I recently built a memory service for an AI agent as part of a coding challenge. This post walks through the design space such a system operates in.

The Problem

LLMs are stateless. They start from a blank context every time you call them, i.e. they forget everything between sessions. The way to address this problem is to provide a memory solution for an agent.

On the higher level, a memory layer is pretty simple. It sits between your app and the LLM, and automatically extracts, stores and pulls (if needed) various facts from conversations.

The most straightforward solution would be to just provide full history chat into the context so that LLM can “think” of the relevant information. But this approach becomes terrible as the chat history starts growing: the LLM loses focus, tokens explode, etc.

So we need some way of extracting concise and atomic facts from the conversations, storing them, and being able to semantically search for the ones that are related to the prompt.

Solution Ideas

There are various designs that try to achieve the goal of persisting memory. The pipeline I would be describing below is a synthesis of my own thinking and what I’ve learned from architectures of existing solutions like mem0, Hindsight, Graphiti.

Fact Extraction

Let’s start from how we extract the facts. For example, you have sent the following message: “Hey, <your_agent_name>, I’ll be visiting Almaty in three days, can you help me to find some cool places to visit?”. As the context in the chat might vary in a complex way, we’d want to use the LLM as our intelligence layer to extract them. What prompt do we use to pull out the facts from the message? As you think through various possible examples, you may notice that this is not a trivial task. For instance, you may have prompts that result in following extractions:

What’s wrong with both? They’re both vague. The first one has no mention of time at all; the second one has the timeline in relative numbers, which would not make any sense a few months later.

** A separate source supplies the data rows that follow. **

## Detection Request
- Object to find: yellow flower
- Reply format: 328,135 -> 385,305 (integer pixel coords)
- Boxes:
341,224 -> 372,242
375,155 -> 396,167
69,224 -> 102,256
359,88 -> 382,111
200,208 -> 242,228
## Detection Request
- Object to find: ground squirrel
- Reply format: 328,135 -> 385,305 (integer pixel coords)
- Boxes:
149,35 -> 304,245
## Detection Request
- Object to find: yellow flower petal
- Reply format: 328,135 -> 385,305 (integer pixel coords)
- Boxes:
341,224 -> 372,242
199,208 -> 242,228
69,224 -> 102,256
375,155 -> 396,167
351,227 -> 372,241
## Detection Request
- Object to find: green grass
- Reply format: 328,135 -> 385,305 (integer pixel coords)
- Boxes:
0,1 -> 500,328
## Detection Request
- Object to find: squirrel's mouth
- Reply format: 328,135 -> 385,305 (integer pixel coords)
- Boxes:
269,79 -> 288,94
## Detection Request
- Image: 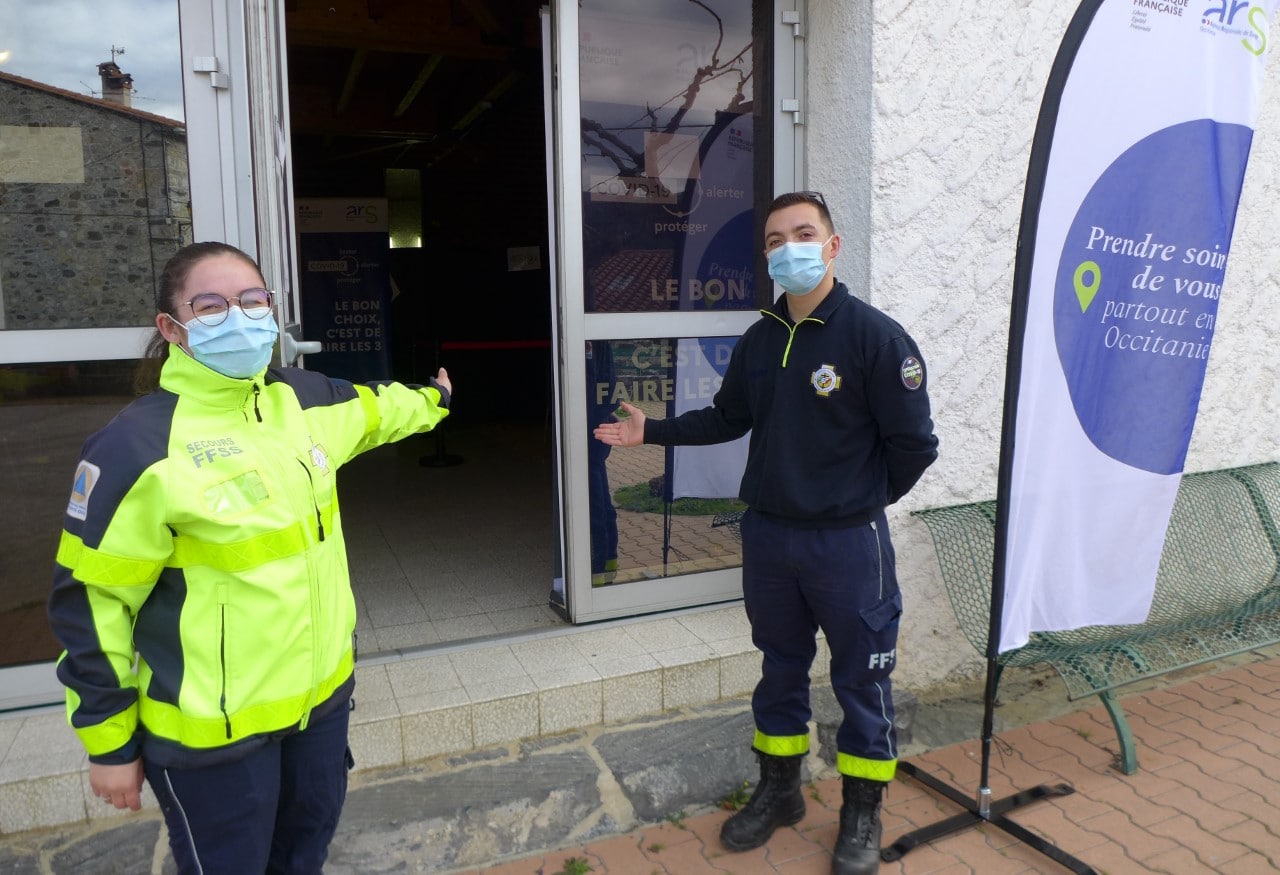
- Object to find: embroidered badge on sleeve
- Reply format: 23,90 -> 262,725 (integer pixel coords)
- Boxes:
67,461 -> 102,519
899,356 -> 924,391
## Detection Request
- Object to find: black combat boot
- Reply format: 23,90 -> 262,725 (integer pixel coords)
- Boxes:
831,775 -> 884,875
721,751 -> 804,851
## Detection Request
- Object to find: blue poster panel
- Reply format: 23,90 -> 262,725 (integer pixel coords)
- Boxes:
298,198 -> 392,382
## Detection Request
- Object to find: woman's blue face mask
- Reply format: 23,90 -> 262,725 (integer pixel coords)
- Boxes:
170,307 -> 280,380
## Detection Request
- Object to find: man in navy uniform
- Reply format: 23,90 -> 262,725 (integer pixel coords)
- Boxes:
594,192 -> 938,875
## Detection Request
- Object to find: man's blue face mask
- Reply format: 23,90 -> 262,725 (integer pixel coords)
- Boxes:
769,234 -> 835,294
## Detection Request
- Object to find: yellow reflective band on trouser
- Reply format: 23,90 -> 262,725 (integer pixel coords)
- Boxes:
836,753 -> 897,782
751,729 -> 809,756
166,504 -> 333,573
140,650 -> 355,748
356,385 -> 383,438
58,530 -> 164,586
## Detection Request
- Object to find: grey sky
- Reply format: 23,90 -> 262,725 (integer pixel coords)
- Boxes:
0,0 -> 186,119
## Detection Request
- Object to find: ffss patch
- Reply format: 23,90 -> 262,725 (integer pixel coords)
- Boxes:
809,365 -> 840,398
899,356 -> 924,391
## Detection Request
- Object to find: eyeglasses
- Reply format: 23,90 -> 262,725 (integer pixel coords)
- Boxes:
186,289 -> 275,326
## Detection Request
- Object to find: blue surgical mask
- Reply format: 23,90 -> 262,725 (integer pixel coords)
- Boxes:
769,234 -> 835,294
183,307 -> 280,380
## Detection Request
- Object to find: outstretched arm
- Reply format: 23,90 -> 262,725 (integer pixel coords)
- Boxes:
591,402 -> 644,446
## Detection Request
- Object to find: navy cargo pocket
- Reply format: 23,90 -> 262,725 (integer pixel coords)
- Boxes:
859,592 -> 902,632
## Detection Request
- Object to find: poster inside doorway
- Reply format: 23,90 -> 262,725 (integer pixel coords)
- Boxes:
297,197 -> 392,382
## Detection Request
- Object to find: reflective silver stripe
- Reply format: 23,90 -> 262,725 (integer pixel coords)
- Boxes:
869,519 -> 884,601
164,769 -> 205,875
876,681 -> 897,760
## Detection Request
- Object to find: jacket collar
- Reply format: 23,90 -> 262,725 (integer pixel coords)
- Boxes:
160,343 -> 266,409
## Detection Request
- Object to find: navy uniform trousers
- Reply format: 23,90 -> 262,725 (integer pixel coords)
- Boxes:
143,702 -> 352,875
741,510 -> 902,780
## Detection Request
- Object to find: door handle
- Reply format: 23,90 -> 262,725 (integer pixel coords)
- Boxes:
280,322 -> 323,365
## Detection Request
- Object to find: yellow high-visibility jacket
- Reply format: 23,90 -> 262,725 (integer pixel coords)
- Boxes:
49,347 -> 449,766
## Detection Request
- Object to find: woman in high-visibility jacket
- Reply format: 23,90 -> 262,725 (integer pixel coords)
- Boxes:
49,243 -> 452,875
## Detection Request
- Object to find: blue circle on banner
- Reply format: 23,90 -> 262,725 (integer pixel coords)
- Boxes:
1053,119 -> 1253,475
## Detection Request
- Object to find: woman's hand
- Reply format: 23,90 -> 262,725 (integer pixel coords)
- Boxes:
88,759 -> 142,811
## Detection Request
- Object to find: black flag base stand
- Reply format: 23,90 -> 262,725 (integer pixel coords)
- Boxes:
881,762 -> 1098,875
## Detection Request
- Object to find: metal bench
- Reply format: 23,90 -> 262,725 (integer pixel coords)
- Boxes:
914,462 -> 1280,774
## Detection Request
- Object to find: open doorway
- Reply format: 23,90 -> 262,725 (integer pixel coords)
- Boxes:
284,0 -> 564,654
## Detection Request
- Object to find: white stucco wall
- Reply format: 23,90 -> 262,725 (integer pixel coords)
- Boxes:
805,0 -> 1280,688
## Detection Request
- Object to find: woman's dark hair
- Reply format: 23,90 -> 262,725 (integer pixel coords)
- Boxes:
133,240 -> 262,395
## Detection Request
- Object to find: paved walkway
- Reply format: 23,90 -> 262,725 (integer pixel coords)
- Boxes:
456,659 -> 1280,875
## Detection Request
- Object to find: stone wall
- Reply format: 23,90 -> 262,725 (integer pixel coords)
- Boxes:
0,79 -> 191,330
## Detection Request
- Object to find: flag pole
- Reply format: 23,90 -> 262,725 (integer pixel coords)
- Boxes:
881,0 -> 1103,875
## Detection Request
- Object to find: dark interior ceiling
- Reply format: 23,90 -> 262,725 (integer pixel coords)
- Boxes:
284,0 -> 545,193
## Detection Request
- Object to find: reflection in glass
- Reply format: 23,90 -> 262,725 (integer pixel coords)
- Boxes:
586,338 -> 748,586
0,361 -> 137,666
579,0 -> 768,312
0,0 -> 191,330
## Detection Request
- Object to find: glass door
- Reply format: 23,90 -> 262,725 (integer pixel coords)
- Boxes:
554,0 -> 794,622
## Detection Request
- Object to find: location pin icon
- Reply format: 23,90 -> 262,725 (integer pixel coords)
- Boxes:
1075,261 -> 1102,313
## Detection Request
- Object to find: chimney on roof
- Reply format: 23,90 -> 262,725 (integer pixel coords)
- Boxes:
97,61 -> 133,106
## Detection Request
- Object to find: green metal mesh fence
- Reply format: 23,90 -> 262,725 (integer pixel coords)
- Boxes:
915,463 -> 1280,698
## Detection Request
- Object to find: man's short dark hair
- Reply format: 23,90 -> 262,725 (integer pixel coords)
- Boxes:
764,192 -> 836,234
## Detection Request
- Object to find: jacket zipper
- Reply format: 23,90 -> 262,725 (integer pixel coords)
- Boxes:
760,310 -> 824,367
298,459 -> 324,541
218,587 -> 232,739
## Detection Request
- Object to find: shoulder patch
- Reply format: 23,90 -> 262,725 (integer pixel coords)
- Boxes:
67,461 -> 102,521
899,356 -> 924,391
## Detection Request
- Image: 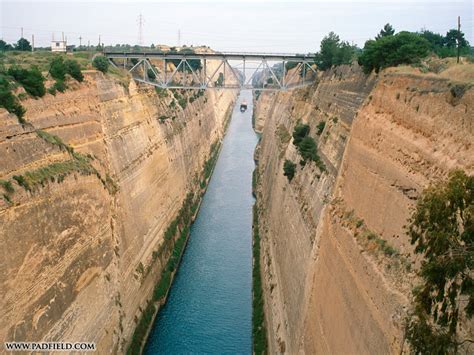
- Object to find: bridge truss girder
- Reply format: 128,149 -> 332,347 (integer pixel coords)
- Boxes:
108,54 -> 317,91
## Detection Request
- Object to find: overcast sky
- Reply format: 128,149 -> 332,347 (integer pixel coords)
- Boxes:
0,0 -> 474,53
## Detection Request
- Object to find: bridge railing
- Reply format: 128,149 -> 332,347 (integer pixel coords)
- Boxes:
104,52 -> 317,91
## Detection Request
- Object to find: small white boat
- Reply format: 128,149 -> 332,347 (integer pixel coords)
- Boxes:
240,100 -> 247,112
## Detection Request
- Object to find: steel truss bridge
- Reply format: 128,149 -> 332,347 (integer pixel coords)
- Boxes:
104,52 -> 317,91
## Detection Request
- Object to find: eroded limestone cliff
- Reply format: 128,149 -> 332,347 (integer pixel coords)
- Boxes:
0,71 -> 235,352
255,66 -> 474,354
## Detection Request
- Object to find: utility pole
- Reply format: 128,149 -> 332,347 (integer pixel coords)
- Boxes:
137,14 -> 145,46
457,16 -> 461,64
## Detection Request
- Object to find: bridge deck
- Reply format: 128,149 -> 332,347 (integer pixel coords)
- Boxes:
104,52 -> 314,61
104,51 -> 316,91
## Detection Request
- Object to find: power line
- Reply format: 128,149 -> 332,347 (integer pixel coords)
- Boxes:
137,14 -> 144,46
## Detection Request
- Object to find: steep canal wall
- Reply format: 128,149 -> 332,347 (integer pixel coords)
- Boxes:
0,71 -> 235,353
255,66 -> 474,354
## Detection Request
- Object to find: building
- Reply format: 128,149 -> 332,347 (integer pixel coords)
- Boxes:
51,41 -> 67,52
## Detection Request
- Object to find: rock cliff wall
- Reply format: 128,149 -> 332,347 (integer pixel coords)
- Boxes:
0,72 -> 235,352
256,63 -> 474,354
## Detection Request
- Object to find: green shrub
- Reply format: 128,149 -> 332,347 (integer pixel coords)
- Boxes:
293,124 -> 309,146
155,86 -> 168,98
48,85 -> 56,96
15,37 -> 31,52
146,68 -> 156,80
178,97 -> 188,110
0,180 -> 15,194
0,74 -> 26,124
298,136 -> 318,161
64,59 -> 84,82
316,121 -> 326,136
359,32 -> 431,73
406,170 -> 474,354
315,32 -> 356,70
7,67 -> 46,97
92,55 -> 109,73
283,159 -> 296,181
53,80 -> 67,92
252,205 -> 268,354
49,56 -> 67,81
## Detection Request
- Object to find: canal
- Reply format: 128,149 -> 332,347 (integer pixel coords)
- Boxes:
145,91 -> 258,355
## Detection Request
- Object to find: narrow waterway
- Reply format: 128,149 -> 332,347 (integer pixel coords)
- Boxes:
145,91 -> 258,354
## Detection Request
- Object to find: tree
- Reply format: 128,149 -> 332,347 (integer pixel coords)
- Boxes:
283,159 -> 296,181
315,32 -> 355,70
406,170 -> 474,354
420,30 -> 445,49
444,30 -> 469,48
0,74 -> 26,123
293,123 -> 309,146
15,38 -> 31,52
375,23 -> 395,39
359,32 -> 431,73
92,55 -> 109,73
0,39 -> 13,52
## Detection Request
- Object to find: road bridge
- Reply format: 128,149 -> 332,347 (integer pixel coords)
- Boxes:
104,51 -> 317,91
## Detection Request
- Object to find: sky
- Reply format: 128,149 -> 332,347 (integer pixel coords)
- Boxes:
0,0 -> 474,53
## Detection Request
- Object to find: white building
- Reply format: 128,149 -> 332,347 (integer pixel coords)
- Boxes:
51,41 -> 66,52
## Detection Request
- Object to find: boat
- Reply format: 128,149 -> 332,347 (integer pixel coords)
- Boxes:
240,100 -> 247,112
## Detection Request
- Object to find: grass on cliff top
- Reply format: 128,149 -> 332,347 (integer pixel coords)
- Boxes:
13,158 -> 97,191
0,51 -> 94,72
384,58 -> 474,84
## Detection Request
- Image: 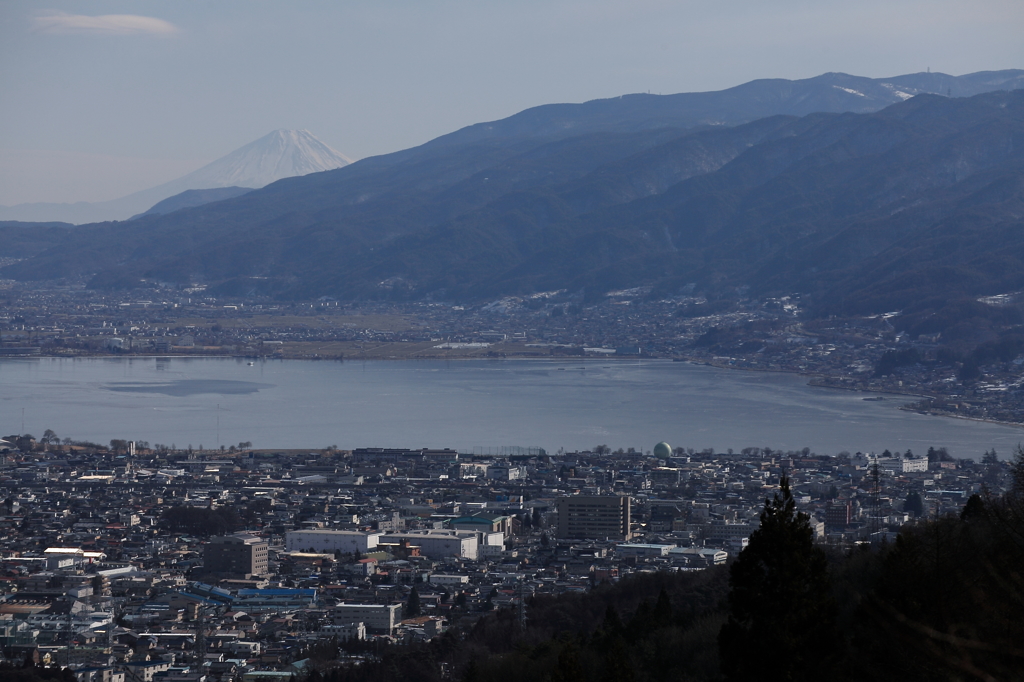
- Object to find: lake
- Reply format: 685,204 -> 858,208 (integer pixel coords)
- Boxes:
0,357 -> 1024,458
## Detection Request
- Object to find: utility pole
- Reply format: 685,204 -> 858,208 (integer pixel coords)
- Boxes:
516,576 -> 526,632
193,604 -> 206,673
871,456 -> 882,535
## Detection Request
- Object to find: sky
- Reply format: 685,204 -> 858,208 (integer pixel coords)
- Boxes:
0,0 -> 1024,206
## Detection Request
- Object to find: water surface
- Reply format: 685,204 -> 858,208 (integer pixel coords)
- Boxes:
0,357 -> 1024,457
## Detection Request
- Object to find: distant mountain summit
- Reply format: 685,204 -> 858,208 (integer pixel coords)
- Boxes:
156,130 -> 352,192
0,130 -> 352,224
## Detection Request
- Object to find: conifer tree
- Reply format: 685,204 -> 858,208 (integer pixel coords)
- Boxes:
719,476 -> 839,680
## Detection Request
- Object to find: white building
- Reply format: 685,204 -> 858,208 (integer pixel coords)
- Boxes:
427,573 -> 469,587
285,529 -> 383,554
615,543 -> 675,556
380,530 -> 479,560
333,603 -> 401,635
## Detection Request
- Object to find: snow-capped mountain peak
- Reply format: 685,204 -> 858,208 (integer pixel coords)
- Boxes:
169,130 -> 352,189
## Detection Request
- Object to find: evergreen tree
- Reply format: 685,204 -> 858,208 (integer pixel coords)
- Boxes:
719,476 -> 839,680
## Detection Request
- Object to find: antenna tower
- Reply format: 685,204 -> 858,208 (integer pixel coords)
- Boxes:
193,604 -> 206,672
871,456 -> 882,535
516,576 -> 526,632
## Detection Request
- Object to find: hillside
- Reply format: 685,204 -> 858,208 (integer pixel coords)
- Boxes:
6,72 -> 1024,337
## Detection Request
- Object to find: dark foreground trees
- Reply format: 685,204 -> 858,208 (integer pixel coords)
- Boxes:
299,466 -> 1024,682
719,476 -> 840,680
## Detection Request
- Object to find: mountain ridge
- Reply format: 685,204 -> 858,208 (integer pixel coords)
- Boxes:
0,129 -> 352,224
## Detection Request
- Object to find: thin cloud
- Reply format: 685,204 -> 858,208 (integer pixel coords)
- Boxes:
33,12 -> 178,36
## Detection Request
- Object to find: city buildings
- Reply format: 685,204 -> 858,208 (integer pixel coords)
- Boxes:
558,496 -> 633,540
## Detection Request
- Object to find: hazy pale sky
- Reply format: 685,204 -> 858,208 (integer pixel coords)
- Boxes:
0,0 -> 1024,205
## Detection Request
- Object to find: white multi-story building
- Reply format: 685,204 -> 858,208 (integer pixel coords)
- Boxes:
427,573 -> 469,587
285,530 -> 383,554
332,603 -> 401,635
380,530 -> 479,559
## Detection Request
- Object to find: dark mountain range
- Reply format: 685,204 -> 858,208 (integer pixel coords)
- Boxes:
129,187 -> 252,220
0,72 -> 1024,335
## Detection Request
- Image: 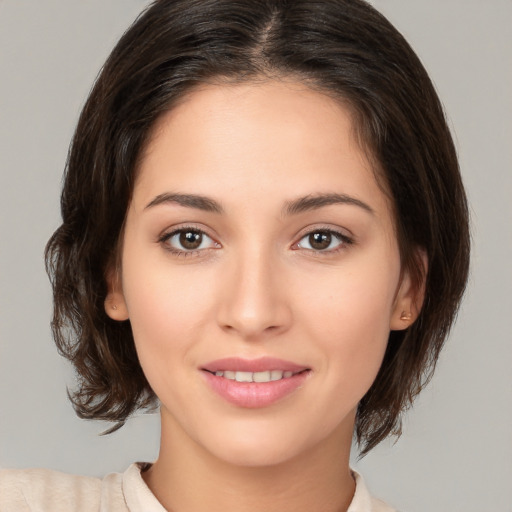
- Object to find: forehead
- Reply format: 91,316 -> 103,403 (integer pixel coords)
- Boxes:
134,81 -> 387,222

So fact extraction requires really careful prompt engineering abilities that capture various nuances of the message in a clever way. The good example might be something like: “User’s trip to Almaty starts on 2026-05-10”. You can see the prompt I’m using in my project here.

As for the technical details, I use Anthropic’s Claude Haiku 4.5 model as the extractor. I get the memories (facts) using the tool record_memories which returns memories in the array of {type, key, value, confidence} objects format, where:

Storage

Once you have structured facts, where do they go? Several options exist, each fitting different requirements:

I went with the third option, backed by Postgres + pgvector and Voyage’s voyage-4-lite for embedding since the provided task and evals required semanticity (a way to connect two separate facts), supersession chains (for fact evolution) and structured memory lookups. Postgres let me handle relational rows, vector search and BM25 (keyword search) in one database.

The flow: we turn structured memories into strings like “city: Almaty”, and then turn them into vectors using an embedding model. Finally, we store them in a vector store. We also additionally store the original “citations” (or turns) where these facts came from.

One of the interesting parts I built for storage is supersession. Facts, preferences and opinions can change over time. The user might say “I live in Astana” one day and “I live in Almaty” next month. To avoid duplications, we need to keep only one value for the key that refers to the same thing. We supersede (or replace) if the value is not matching the latest one, and insert a new one if it does not exist yet. Notably, this means that we should be really strict about keys, since the LLM may one day write city and current_city the other day if not prompted correctly, thus breaking the supersession.

Recall

Let’s assume that we need to recall all the important memories for some query. This implies that we need a way to rank and filter memories so that only significant ones are left.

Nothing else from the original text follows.